Joint Modeling

ExoIris is designed from the ground up for joint analysis of multiple spectrophotometric datasets. Whether you have observations from different JWST instruments, HST gratings, ground-based spectrographs, multiple visits of the same target, or any combination of these, ExoIris handles them all within a single, self-consistent model.

Why Joint Modeling?

Transmission spectra derived from a single transit observation with a single instrument can be affected by instrumental systematics and astrophysical nuisances that are difficult to separate from the planetary signal. Detector ramps, pointing jitter, stellar variability, and wavelength-dependent calibration offsets can all imprint features on the measured spectrum that mimic or mask real atmospheric signatures. When only one dataset is available, these contaminants are often degenerate with the quantities of interest.

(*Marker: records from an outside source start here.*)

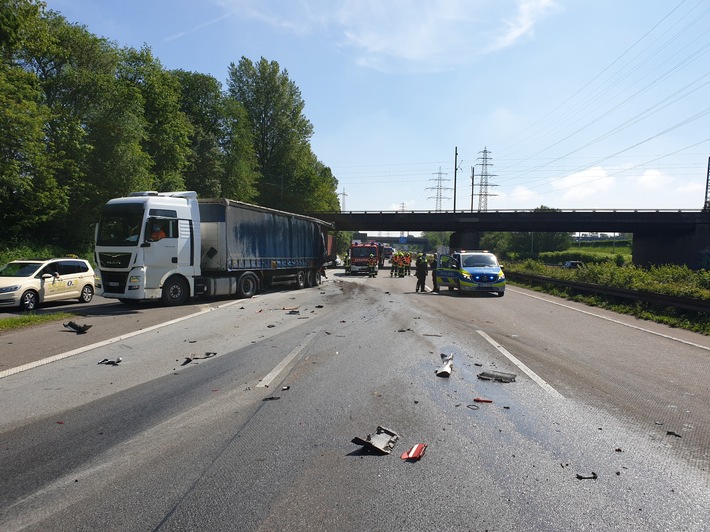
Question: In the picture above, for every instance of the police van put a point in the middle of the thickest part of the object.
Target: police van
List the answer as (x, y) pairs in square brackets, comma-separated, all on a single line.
[(470, 271)]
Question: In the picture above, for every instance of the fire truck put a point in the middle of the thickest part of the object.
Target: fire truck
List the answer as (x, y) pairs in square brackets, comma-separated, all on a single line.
[(360, 254)]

Combining datasets from different instruments or epochs provides complementary constraints that help resolve these ambiguities. Because different instruments have different systematics, spectral features that appear consistently across datasets are far more likely to be real atmospheric signals. A feature that shows up in both JWST NIRSpec and NIRISS data, for example, is much more credible than one seen in only a single observation.

Joint modeling also reduces degeneracies between physical parameters. In a single-transit fit, limb darkening, the planet-to-star radius ratio, and the impact parameter are correlated: changes in one can be compensated by changes in the others without significantly affecting the fit quality. Transit photometry taken in different passbands helps break these degeneracies. By sharing the orbital and stellar parameters across all datasets while allowing each instrument its own systematics model, the joint fit places stronger constraints on the physical parameters than any individual dataset could.

This is particularly important when combining data across wavelength ranges that do not overlap. If one instrument covers the optical and another the near-infrared, neither dataset alone constrains the full transmission spectrum. The shared transit model—with common orbital parameters, a continuous radius ratio profile, and consistent limb darkening—ties everything together into a single coherent picture.

How ExoIris Organises Joint Models

ExoIris uses three grouping concepts to give you fine-grained control over which parameters are shared and which are independent across datasets. Noise groups control which datasets share the same noise model parameters, so that each instrument’s noise characteristics are handled independently. Epoch groups associate datasets with specific transit events, allowing simultaneous observations to share a transit center while observations from different nights get independent timing. Offset groups handle systematic flux calibration differences between instruments through fitted multiplicative corrections.

These three axes—noise, epoch, and offset—cover the most common scenarios in multi-instrument transit spectroscopy, from combining NIRISS orders within a single visit to stitching together data from entirely different telescopes.